Pitt went back to Finn again, with Tellman, and told him about finding the dynamite.
“I’m not saying anything,” Finn repeated, looking directly at Pitt. “I know my cause is just. I’ve lived for Irish freedom. I’ll die for it if I have to. I love my country and its people. I’ll just be one more martyr in the cause.”
“Being hanged for a murder you committed is not martyrdom,” Pitt replied tartly. “Most people would regard murdering your employer, a man who trusted you, another Irishman fighting for the same cause, as a pretty shabby and cowardly betrayal. And not only that, but pointless as well. What did killing McGinley achieve? He wanted exactly the same as you did.”
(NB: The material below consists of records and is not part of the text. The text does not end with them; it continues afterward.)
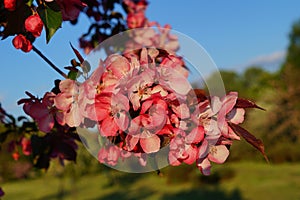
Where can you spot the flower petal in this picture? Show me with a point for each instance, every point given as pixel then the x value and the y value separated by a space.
pixel 150 144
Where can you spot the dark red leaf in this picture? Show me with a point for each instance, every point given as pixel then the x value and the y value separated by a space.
pixel 80 58
pixel 245 103
pixel 251 139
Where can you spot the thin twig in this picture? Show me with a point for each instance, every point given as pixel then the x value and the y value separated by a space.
pixel 49 62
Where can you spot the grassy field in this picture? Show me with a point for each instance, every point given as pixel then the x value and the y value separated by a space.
pixel 230 181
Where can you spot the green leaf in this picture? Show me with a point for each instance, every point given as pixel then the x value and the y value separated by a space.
pixel 51 17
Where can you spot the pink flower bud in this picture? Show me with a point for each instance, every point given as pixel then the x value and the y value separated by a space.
pixel 26 146
pixel 10 4
pixel 136 20
pixel 21 42
pixel 34 25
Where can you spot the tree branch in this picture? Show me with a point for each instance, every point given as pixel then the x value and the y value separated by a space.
pixel 49 62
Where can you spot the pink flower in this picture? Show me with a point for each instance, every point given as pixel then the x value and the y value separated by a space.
pixel 21 42
pixel 215 153
pixel 26 146
pixel 10 4
pixel 109 155
pixel 144 128
pixel 67 101
pixel 1 192
pixel 34 25
pixel 117 65
pixel 70 9
pixel 175 63
pixel 139 87
pixel 111 111
pixel 136 20
pixel 138 133
pixel 183 146
pixel 173 80
pixel 43 112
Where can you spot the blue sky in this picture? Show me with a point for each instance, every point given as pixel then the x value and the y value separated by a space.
pixel 235 33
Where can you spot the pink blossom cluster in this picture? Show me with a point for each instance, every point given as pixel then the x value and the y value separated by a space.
pixel 142 102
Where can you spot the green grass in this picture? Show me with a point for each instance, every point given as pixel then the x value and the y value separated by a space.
pixel 229 181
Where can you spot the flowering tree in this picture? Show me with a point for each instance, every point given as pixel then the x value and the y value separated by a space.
pixel 138 97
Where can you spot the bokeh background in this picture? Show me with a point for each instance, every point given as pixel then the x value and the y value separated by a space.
pixel 256 46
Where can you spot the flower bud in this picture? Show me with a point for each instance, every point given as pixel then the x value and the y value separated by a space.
pixel 34 25
pixel 21 42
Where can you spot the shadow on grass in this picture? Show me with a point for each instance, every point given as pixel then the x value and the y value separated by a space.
pixel 127 195
pixel 204 193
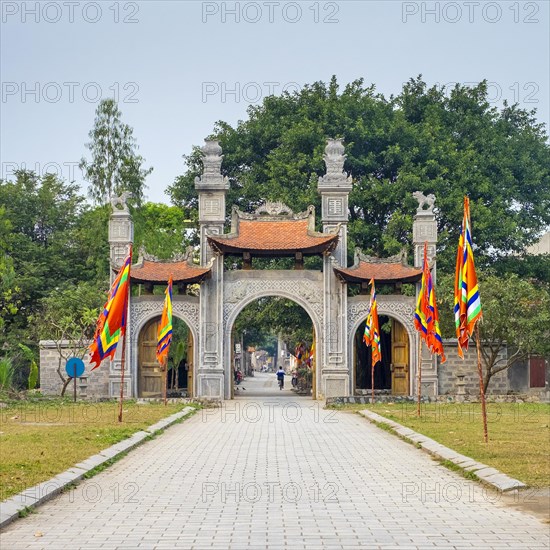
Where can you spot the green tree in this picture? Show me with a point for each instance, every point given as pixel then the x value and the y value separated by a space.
pixel 446 142
pixel 161 229
pixel 115 165
pixel 516 316
pixel 42 247
pixel 68 317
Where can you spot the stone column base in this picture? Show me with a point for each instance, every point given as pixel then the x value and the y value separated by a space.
pixel 335 382
pixel 210 384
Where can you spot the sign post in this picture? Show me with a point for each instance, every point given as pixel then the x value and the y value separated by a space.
pixel 74 368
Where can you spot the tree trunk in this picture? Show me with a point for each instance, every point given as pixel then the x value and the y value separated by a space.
pixel 65 385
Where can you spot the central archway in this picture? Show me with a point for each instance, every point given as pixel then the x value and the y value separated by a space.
pixel 243 288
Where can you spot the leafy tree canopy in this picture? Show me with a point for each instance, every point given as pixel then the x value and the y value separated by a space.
pixel 516 314
pixel 115 165
pixel 447 142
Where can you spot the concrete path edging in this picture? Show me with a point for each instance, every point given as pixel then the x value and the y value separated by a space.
pixel 32 497
pixel 486 474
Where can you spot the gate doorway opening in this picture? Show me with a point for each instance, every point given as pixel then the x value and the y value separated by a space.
pixel 269 334
pixel 180 361
pixel 392 374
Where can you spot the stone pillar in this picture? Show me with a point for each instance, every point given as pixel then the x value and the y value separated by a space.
pixel 425 229
pixel 121 233
pixel 212 188
pixel 121 236
pixel 334 188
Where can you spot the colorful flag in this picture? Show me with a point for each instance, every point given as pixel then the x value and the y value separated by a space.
pixel 467 304
pixel 426 318
pixel 372 330
pixel 165 327
pixel 111 324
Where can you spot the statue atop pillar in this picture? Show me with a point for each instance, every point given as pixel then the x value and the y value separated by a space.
pixel 334 187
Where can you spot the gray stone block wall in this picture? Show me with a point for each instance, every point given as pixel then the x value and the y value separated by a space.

“I didn’t kill McGinley,” Finn said stubbornly. “I didn’t put the dynamite there.”
“You expect us to believe that?” Pitt said with disdain.
“I don’t care a damn what you believe!” Finn spat back. “You’re just another English oppressor forcing your will on a defenseless people.”
“You’re the one with the dynamite,” Pitt retaliated. “You’re the one who blew up McGinley, not me.”
“I didn’t put the dynamite there! Anyway, it wasn’t meant for McGinley, you fool,” Finn said contemptuously. “It was for Radley! I’d have thought you’d realize that—” He stopped.
Pitt smiled. “If you didn’t put it there, how do you know who it was meant for?”
“I’m saying nothing,” Finn repeated angrily. “I don’t betray my friends. I’ll die first.”
“Probably,” Pitt agreed. But he also knew that he would get little more from him, and grudgingly he respected his courage, if little else. “You are being used,” he added from the door.
Finn smiled. His face was very pale, and there was a sweat of fear on his lip. “But I know by whom, and what for, and I’m willing. Can you say as much?”
“I believe so,” Pitt replied. “Are you as sure that those you’ve used feel as certain?”
Finn’s jaw tightened. “You use who you have to. The cause justifies it.”
“No, it doesn’t,” Pitt replied, this time with absolute certainty. “If it destroys what is good in you, then it is a bad cause, or you have misunderstood it. Everything you do becomes part of it and part of you. You can’t take it off, like old clothes, when you get there. It’s not clothes, Finn, it’s your flesh.”
“No, it isn’t!” Finn shouted after him, but Pitt shut the door and walked slowly back towards the kitchens and then into the main part of the house. He was miserable, and inside him there was a deep, hard anger. Finn had been gullible, like thousands of others. The worst in him had been wooed and won, then used by more cynical people. Certainly he had been willing to choose violence to right the wrongs he perceived. He had not cared who was hurt by it. But he had had the courage of his beliefs. He had taken at least some of the risks himself. Behind him were other men, hidden, who had prompted him to his acts, who had perpetuated the old legends and lies and used them to motivate the repeating violence.